Dans ce premier long-métrage d’Alice Douard, deux femmes attendent l’arrivée de leur premier enfant. Céline, surtout, qui n’est pas enceinte, se demande si elle sera à la hauteur de ce grand changement. Ce portrait réaliste entre rires et larmes actualise le thème de la parentalité en prenant comme point de départ le désir d’enfant d’un couple lesbien. Le doute qui précède la naissance devient universel et rafraîchit la vision traditionnelle de la famille.
Céline attend et s’inquiète. Sa compagne, Nadia, est tombée enceinte grâce à une PMA (procréation médicalement assistée) effectuée au Danemark. Le couple vit à Paris et s’est marié il y a quelques mois, dans la foulée de l’adoption de la loi de 2013 autorisant les personnes homosexuelles à se marier. L’intrigue se déroule au printemps 2014, alors que les couples concernés tâtonnent face à une reconnaissance juridique qui ne leur facilite pas la tâche. Pendant les derniers mois de la grossesse, Céline cherche sa place, a des rendez-vous administratifs, doit montrer qu’elle fera, elle aussi, une bonne mère.
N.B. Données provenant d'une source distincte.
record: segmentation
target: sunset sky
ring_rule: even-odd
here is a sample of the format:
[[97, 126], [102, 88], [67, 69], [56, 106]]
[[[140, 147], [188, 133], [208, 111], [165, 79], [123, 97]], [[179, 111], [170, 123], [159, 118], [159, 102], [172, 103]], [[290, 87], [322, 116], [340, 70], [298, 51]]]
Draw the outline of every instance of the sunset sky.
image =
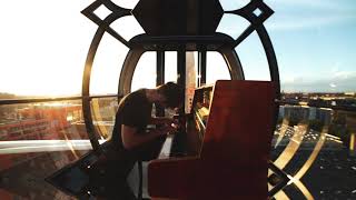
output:
[[[70, 96], [81, 92], [82, 71], [97, 26], [80, 13], [92, 0], [6, 1], [0, 7], [0, 92]], [[116, 0], [134, 8], [132, 0]], [[221, 0], [234, 10], [247, 0]], [[274, 11], [266, 22], [277, 56], [284, 91], [356, 91], [355, 0], [265, 0]], [[106, 16], [105, 8], [96, 12]], [[238, 36], [248, 23], [225, 14], [218, 31]], [[129, 39], [142, 30], [134, 17], [113, 22]], [[122, 29], [125, 27], [125, 29]], [[106, 34], [91, 78], [92, 93], [116, 93], [128, 49]], [[266, 58], [256, 33], [237, 47], [247, 79], [268, 79]], [[155, 53], [144, 54], [134, 88], [152, 87]], [[167, 79], [174, 79], [175, 58], [168, 54]], [[225, 78], [221, 58], [210, 53], [209, 80]], [[210, 66], [210, 67], [209, 67]], [[212, 69], [214, 67], [214, 69]], [[216, 77], [214, 77], [216, 76]]]

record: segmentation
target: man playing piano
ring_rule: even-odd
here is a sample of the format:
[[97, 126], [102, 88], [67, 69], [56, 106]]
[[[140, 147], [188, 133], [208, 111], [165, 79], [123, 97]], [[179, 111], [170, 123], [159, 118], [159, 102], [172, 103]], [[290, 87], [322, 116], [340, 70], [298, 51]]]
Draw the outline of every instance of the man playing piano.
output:
[[[167, 82], [155, 89], [140, 89], [123, 97], [116, 114], [111, 139], [107, 142], [102, 174], [97, 174], [105, 186], [97, 186], [107, 198], [132, 199], [127, 192], [126, 178], [138, 160], [158, 156], [165, 137], [175, 133], [177, 126], [170, 118], [152, 118], [152, 106], [175, 109], [184, 102], [184, 89]], [[147, 129], [148, 124], [156, 128]], [[100, 167], [101, 166], [101, 167]], [[100, 171], [100, 170], [97, 170]]]

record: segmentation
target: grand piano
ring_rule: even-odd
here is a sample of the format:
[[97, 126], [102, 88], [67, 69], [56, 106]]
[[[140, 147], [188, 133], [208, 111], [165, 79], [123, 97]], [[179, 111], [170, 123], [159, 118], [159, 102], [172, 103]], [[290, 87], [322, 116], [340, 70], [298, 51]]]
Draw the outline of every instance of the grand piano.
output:
[[217, 81], [198, 88], [186, 116], [185, 148], [168, 139], [170, 146], [161, 153], [166, 157], [148, 164], [149, 196], [267, 199], [275, 108], [269, 81]]
[[[160, 156], [148, 162], [149, 197], [267, 199], [275, 111], [275, 90], [269, 81], [221, 80], [196, 89], [190, 113], [178, 117], [184, 128], [168, 137], [159, 146], [162, 148], [158, 148]], [[89, 186], [106, 182], [105, 177], [110, 176], [100, 170], [107, 147], [108, 142], [105, 142], [98, 151], [89, 152], [47, 180], [79, 199], [96, 197], [100, 191]], [[134, 192], [138, 199], [142, 197], [142, 162], [136, 169], [140, 176], [136, 173], [134, 182], [138, 187], [118, 188], [116, 192]], [[98, 180], [90, 178], [93, 172], [98, 173]]]

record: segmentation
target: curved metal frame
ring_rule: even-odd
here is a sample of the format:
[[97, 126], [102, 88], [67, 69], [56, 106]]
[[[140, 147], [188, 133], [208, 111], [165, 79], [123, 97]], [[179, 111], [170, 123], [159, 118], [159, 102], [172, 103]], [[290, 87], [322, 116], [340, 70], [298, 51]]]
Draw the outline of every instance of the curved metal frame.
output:
[[[100, 6], [106, 6], [109, 10], [112, 11], [105, 20], [99, 19], [93, 11], [98, 9]], [[256, 9], [261, 10], [261, 14], [256, 16], [254, 11]], [[117, 33], [115, 30], [110, 28], [110, 24], [125, 16], [130, 16], [131, 10], [123, 9], [111, 2], [110, 0], [97, 0], [92, 4], [90, 4], [88, 8], [86, 8], [82, 13], [88, 17], [90, 20], [92, 20], [95, 23], [99, 26], [93, 40], [90, 44], [90, 49], [87, 56], [85, 72], [83, 72], [83, 79], [82, 79], [82, 104], [83, 104], [83, 114], [85, 114], [85, 122], [87, 127], [87, 131], [89, 134], [89, 139], [91, 141], [91, 144], [93, 149], [98, 149], [99, 143], [97, 139], [97, 134], [95, 132], [95, 128], [92, 124], [92, 118], [91, 118], [91, 109], [90, 109], [90, 98], [89, 98], [89, 86], [90, 86], [90, 73], [92, 68], [92, 62], [95, 59], [95, 54], [97, 52], [98, 46], [102, 39], [102, 36], [105, 32], [110, 33], [112, 37], [118, 39], [121, 43], [130, 48], [121, 72], [120, 72], [120, 79], [119, 79], [119, 86], [118, 86], [118, 94], [125, 96], [130, 92], [131, 89], [131, 81], [135, 73], [136, 66], [139, 61], [139, 58], [142, 56], [142, 53], [146, 51], [144, 47], [140, 46], [131, 46], [130, 42], [126, 41], [119, 33]], [[229, 47], [224, 47], [218, 50], [218, 52], [221, 53], [221, 56], [225, 59], [225, 62], [228, 67], [230, 78], [233, 80], [244, 80], [244, 69], [241, 67], [241, 63], [238, 59], [238, 54], [235, 51], [235, 48], [244, 41], [251, 32], [255, 30], [257, 31], [259, 39], [263, 43], [264, 50], [266, 52], [266, 57], [268, 60], [269, 66], [269, 72], [271, 81], [275, 82], [276, 87], [276, 97], [277, 99], [280, 98], [280, 83], [279, 83], [279, 73], [278, 73], [278, 66], [277, 66], [277, 59], [275, 56], [275, 51], [271, 44], [271, 41], [269, 39], [269, 36], [267, 33], [267, 30], [265, 29], [263, 22], [268, 19], [274, 11], [267, 7], [261, 0], [251, 0], [249, 3], [247, 3], [245, 7], [234, 10], [234, 11], [225, 11], [225, 13], [233, 13], [240, 16], [248, 20], [251, 24], [235, 40], [235, 43]], [[277, 103], [276, 103], [277, 104]], [[278, 104], [276, 106], [276, 110], [278, 109]], [[277, 121], [277, 117], [276, 120]]]

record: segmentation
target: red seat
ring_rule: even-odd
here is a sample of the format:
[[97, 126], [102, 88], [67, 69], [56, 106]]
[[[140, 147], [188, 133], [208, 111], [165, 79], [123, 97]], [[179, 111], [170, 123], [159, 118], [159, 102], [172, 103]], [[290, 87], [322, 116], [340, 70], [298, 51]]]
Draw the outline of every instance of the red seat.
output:
[[275, 89], [267, 81], [217, 81], [199, 157], [154, 160], [148, 192], [166, 199], [267, 199]]

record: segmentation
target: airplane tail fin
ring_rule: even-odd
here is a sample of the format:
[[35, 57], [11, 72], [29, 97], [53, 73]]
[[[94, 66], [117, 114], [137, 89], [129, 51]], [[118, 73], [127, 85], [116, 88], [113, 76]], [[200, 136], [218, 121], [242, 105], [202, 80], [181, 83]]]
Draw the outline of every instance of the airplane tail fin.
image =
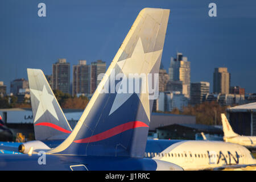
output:
[[72, 129], [41, 69], [27, 69], [36, 140], [64, 139]]
[[204, 140], [207, 140], [207, 138], [205, 137], [204, 132], [201, 132], [201, 135], [202, 135], [203, 139], [204, 139]]
[[169, 14], [151, 8], [139, 13], [72, 133], [49, 154], [143, 156], [158, 90], [152, 95], [141, 90], [159, 73]]
[[224, 137], [233, 137], [238, 135], [233, 131], [229, 122], [225, 114], [221, 114], [221, 121], [222, 122], [223, 132]]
Des preuves d’amour navigue entre ironie légère et absurdité dramatique. Dès le début, un fossé naît entre la simplicité amoureuse de Nadia et Céline, interprétées par les géniales Monia Chokri et Ella Rumpf. Puis la caméra d’Alice Douard s’attarde sur le quotidien un peu anxiogène de cette dernière, désormais obligée de jongler entre sa relation, son métier de régisseuse-son et les demandes de l’Etat. Pour que l’enfant soit reconnu comme étant, aussi, celui de Céline, elle doit rassembler une quinzaine de témoignages de ses proches, « de préférence pas que des amies lesbiennes » qui montre qu’elle ferait une bonne mère. L’annonce tombe un jour ensoleillé, dans le bureau d’un appartement haussmannien. Ce rendez-vous, Céline s’y était préparée comme pour aller à un entretien d’embauche. Elle en ressort sonnée, elle ne s’attendait pas à ça. La vision pragmatique et déshumanisante de cette nouvelle famille à construire choque. La société aura, jusque dans la reconnaissance de l’enfant, quelque chose à dire sur le rôle de mère de l’héroïne.
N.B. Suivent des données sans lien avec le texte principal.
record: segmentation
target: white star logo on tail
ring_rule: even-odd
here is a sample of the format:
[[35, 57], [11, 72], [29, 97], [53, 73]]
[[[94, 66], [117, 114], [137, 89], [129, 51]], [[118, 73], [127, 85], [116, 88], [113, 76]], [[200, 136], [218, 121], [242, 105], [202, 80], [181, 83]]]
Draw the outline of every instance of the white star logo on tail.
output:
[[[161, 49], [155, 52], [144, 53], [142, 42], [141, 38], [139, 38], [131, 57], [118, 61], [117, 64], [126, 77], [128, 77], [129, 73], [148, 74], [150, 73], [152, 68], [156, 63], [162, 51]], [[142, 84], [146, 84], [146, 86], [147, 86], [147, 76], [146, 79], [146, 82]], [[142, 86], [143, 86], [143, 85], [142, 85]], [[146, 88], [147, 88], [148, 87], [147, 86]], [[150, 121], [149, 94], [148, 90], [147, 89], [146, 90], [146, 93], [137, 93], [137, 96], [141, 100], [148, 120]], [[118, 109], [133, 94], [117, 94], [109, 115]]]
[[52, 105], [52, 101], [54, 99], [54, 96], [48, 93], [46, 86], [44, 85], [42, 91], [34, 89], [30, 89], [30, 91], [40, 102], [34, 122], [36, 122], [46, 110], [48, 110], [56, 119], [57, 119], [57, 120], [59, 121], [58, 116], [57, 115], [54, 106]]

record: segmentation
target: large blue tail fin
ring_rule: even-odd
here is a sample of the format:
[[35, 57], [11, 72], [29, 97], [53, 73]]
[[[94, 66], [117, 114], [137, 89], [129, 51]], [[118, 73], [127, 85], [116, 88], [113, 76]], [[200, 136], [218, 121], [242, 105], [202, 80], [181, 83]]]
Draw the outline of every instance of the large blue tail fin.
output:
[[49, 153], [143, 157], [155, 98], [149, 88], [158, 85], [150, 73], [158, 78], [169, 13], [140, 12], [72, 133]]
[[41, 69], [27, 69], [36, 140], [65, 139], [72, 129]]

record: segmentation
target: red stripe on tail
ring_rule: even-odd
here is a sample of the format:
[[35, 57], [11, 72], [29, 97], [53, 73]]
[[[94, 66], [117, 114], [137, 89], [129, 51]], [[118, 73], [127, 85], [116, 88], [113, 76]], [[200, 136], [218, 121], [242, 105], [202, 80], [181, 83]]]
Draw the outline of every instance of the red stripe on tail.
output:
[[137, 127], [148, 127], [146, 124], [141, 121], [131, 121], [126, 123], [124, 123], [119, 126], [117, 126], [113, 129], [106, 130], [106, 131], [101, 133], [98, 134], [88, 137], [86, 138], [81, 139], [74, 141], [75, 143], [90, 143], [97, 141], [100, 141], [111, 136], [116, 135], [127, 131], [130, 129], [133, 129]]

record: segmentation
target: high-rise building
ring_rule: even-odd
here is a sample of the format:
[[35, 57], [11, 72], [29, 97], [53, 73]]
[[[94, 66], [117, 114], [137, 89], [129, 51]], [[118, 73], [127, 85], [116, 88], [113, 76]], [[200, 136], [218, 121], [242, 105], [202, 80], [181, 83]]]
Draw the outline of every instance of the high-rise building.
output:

La caméra suit cette femme qui se sent à côté, qui doute. L’îlot rassurant qu’elle a construit avec Nadia apparaît comme son unique certitude. Alice Douard filme au plus proche : les yeux humides de désir pour la femme aimée, le ventre rond de Nadia sur lequel Céline pose son oreille. Mais les couleurs chaudes de ce cocon n’échappent pourtant pas à une autre ombre qui rôde : Nadia non plus n’est pas rassurée. Elle aussi subit ses excès d’hormones, des montagnes russes émotionnelles et la pensée vertigineuse d’avoir à s’occuper de quelqu’un d’autre pour toujours. Céline la rassure comme elle peut, maladroitement.
Elle s’entraîne avec les enfants des autres, devient baby-sitter, se questionne sur la relation compliquée à sa propre mère, liste avec sa compagne les prénoms favoris pour la petite fille qui va venir… Avec humour et gravité, le film confirme la vie de chaque parent : élever un enfant n’est pas inné, tout cela se construit avec les vécus passés, les idéaux, les interrogations qui paraissent insurmontables. Ces preuves d’amour, ce sont certes signatures administratives, mais ce sont aussi tous ces petits moments, mouvements, qui traduisent l’envie, le désir puis la responsabilité qui se concrétisent au moment où l’enfant arrive dans les bras de ses parents.
En dynamitant le modèle classique de la famille nucléaire, Alice Douard rend universel ce thème de la parentalité. Cette plongée dans le quotidien précédant la naissance donne une dimension réaliste à une période sur laquelle les récits s’attardent plus rarement. Pourtant, cette préparation au bouleversement apparaît comme un terreau fertile pour l’imagination, ces deux mamans composant avec un réel trop pressurisant pour inventer leur propre monde.